こんな私に優しくしてくれるなんて……って思った。

 その厚意を無下になんてできない。したくない。

「ダメ、かな……? お友達じゃ……。」

 その結論が、友達という関係性。

 付き合いはできないけど、仲良くする事はできる。

 私の乏しい頭では、これが一番の選択だ。

 本音を静かにそう零すと、その場に溶けていく。

 でも氷堂君はちゃんと聞いてくれていて、いつもの優しい王子様スマイルを浮かべた。

「ううん。湖宮さんからそう言ってもらえて、俺凄く嬉しいよ。俺も湖宮さんに無理はさせたくないし、告白するのもタイミングがおかしいと思ったんだ。だから湖宮さんがそう提案してくれて、結構浮かれてたりする。
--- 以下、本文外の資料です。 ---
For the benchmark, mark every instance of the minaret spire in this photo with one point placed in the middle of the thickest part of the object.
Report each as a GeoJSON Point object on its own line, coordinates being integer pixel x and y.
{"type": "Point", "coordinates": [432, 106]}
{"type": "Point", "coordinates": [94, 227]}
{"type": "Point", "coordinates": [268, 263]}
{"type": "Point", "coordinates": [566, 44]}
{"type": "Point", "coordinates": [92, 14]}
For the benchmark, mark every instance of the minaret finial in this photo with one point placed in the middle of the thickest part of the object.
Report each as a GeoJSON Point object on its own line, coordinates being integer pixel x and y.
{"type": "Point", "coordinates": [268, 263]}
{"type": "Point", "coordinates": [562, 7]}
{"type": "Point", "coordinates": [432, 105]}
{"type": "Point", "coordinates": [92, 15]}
」

 そう言う氷堂君は本当に嬉しそうで、無邪気に頬を緩めていた。

 私もつられて、ふふっと笑みを浮かべる。

 嘘の告白をされるのは災難だった。

 真に受けてしまった事が恥ずかしかったし、やっぱり私なんて……って、自覚もした。

 それでも手を差し伸べてくれた氷堂君と少しだけ近付けて、私も浮かれている。